Bus Matrix & Memory Map

The STM32’s memory map gives every peripheral a unique address range. When you write to a GPIO register, you’re writing to a specific memory address:

Address Range Region Contents
0x0000_00000x07FF_FFFF Code Flash memory (program code)
0x2000_00000x2001_FFFF SRAM Stack, heap, global variables
0x4000_00000x4000_7FFF APB1 TIM2–5, USART2/3, I2C1/2, CAN, DAC
0x4001_00000x4001_4BFF APB2 TIM1/8, USART1/6, ADC, SPI1, SYSCFG
0x4002_00000x4007_FFFF AHB1 GPIOA–E, RCC, DMA1/2
0xE000_00000xE00F_FFFF Cortex-M NVIC, SysTick, MPU, Debug

GPIO Configuration

Pin Modes & Registers

Each GPIO pin has four configuration registers that control its behaviour.
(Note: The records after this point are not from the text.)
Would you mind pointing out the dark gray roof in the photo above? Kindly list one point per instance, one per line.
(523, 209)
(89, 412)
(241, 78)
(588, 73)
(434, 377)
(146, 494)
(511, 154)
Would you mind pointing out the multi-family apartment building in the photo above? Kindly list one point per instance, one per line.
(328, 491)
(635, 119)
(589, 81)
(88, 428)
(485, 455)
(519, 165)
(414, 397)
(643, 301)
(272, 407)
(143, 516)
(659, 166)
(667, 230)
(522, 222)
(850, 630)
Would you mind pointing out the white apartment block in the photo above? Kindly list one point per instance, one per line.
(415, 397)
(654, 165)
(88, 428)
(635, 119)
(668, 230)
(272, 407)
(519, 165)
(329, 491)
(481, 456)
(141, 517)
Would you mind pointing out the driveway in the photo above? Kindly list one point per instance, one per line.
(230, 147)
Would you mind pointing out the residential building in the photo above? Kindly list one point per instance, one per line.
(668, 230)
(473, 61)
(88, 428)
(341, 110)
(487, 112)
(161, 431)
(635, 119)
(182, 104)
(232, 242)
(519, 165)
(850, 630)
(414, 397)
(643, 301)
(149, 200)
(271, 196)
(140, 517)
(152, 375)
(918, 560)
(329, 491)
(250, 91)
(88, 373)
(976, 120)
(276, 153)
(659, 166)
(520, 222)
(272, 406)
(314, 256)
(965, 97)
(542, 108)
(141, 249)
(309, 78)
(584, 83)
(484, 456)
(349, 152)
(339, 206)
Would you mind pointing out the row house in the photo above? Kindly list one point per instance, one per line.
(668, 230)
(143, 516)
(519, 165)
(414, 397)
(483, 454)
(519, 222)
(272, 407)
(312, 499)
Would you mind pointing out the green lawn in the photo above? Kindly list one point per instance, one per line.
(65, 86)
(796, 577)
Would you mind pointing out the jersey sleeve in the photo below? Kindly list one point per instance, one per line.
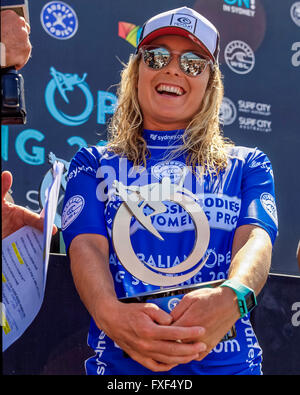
(258, 205)
(83, 210)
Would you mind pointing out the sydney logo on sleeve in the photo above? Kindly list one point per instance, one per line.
(59, 20)
(71, 210)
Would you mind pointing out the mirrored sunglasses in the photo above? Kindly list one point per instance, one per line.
(191, 63)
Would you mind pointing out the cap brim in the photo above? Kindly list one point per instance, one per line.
(171, 30)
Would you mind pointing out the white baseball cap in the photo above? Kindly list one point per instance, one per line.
(184, 22)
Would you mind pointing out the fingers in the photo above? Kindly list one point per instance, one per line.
(6, 182)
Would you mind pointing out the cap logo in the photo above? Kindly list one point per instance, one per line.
(181, 20)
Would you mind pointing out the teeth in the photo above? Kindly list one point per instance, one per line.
(171, 89)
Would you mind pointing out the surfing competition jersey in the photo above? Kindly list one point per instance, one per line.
(99, 182)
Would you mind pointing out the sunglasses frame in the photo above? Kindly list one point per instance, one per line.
(179, 55)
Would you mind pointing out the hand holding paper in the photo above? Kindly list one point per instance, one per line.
(25, 256)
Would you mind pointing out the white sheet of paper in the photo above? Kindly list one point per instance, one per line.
(25, 257)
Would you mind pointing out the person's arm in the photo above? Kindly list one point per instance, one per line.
(217, 309)
(15, 217)
(15, 43)
(142, 330)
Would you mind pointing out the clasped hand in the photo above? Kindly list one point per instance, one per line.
(160, 341)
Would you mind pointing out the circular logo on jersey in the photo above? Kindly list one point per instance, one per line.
(173, 169)
(172, 303)
(227, 112)
(295, 13)
(59, 20)
(135, 200)
(239, 57)
(268, 203)
(71, 210)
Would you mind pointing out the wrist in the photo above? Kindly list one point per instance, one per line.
(245, 297)
(106, 312)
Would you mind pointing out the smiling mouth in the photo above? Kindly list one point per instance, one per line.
(170, 90)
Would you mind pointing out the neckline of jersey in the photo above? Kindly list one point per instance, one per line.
(168, 138)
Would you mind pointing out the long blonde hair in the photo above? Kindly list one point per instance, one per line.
(203, 142)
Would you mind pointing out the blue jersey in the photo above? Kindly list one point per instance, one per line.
(241, 194)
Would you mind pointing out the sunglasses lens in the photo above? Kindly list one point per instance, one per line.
(192, 64)
(156, 58)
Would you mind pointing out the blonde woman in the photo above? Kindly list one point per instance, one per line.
(185, 195)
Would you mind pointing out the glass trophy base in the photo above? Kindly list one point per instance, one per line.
(168, 298)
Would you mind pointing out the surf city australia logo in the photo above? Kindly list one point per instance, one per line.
(59, 20)
(239, 57)
(240, 7)
(251, 115)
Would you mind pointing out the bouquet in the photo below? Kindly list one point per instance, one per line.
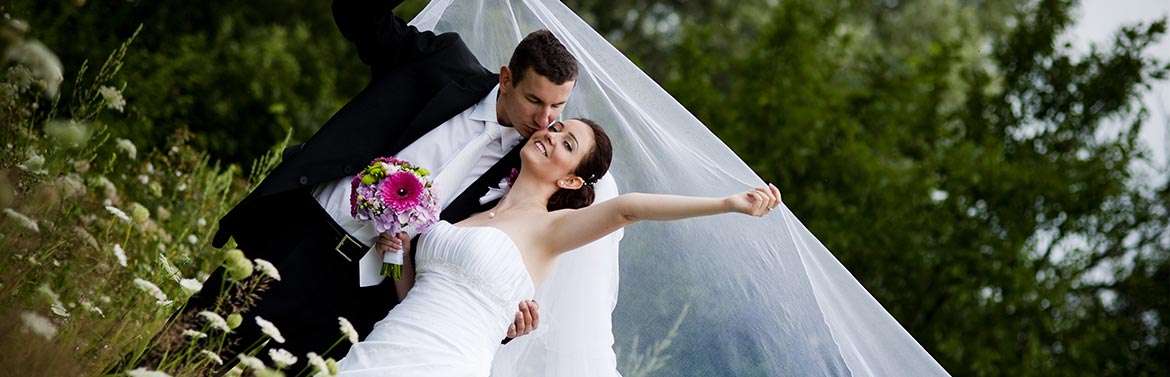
(398, 197)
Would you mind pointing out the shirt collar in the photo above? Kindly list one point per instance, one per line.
(486, 111)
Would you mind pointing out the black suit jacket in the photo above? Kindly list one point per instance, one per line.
(419, 80)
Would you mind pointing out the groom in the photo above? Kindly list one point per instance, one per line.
(428, 97)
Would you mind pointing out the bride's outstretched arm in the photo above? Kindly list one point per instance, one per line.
(577, 227)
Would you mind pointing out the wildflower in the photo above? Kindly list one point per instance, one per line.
(282, 357)
(151, 288)
(163, 213)
(194, 334)
(146, 372)
(118, 213)
(234, 320)
(252, 362)
(41, 62)
(23, 220)
(212, 357)
(71, 185)
(89, 306)
(317, 363)
(126, 146)
(214, 320)
(108, 187)
(269, 329)
(191, 285)
(60, 310)
(39, 324)
(70, 134)
(349, 330)
(112, 97)
(267, 268)
(238, 266)
(121, 254)
(34, 164)
(334, 369)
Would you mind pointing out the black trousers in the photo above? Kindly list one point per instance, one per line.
(317, 264)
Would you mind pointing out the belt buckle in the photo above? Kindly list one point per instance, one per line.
(338, 247)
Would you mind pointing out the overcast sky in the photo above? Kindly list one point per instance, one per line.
(1098, 24)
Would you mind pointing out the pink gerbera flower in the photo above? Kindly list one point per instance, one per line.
(401, 191)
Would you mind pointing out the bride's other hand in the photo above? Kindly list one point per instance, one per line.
(390, 242)
(756, 203)
(527, 320)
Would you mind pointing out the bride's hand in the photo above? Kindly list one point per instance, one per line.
(389, 242)
(756, 203)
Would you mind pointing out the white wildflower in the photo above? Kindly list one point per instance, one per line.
(23, 220)
(126, 146)
(121, 254)
(60, 310)
(318, 363)
(89, 306)
(145, 372)
(108, 189)
(112, 97)
(269, 329)
(349, 330)
(151, 288)
(34, 164)
(194, 334)
(267, 268)
(70, 134)
(253, 363)
(282, 357)
(39, 324)
(214, 320)
(191, 285)
(118, 213)
(212, 357)
(41, 62)
(173, 272)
Understanding these registers is crucial for bare-metal programming:

Register Abbreviation Purpose Bits per Pin
Mode MODER Input, Output, Alternate Function, Analog 2
Output Type OTYPER Push-Pull or Open-Drain 1
Speed OSPEEDR Low, Medium, Fast, High (slew rate) 2
Pull-up/down PUPDR None, Pull-up, Pull-down 2
Input Data IDR Read pin state (read-only) 1
Output Data ODR Set output HIGH or LOW 1
Bit Set/Reset BSRR Atomic set/reset individual bits 1 (set) + 1 (reset)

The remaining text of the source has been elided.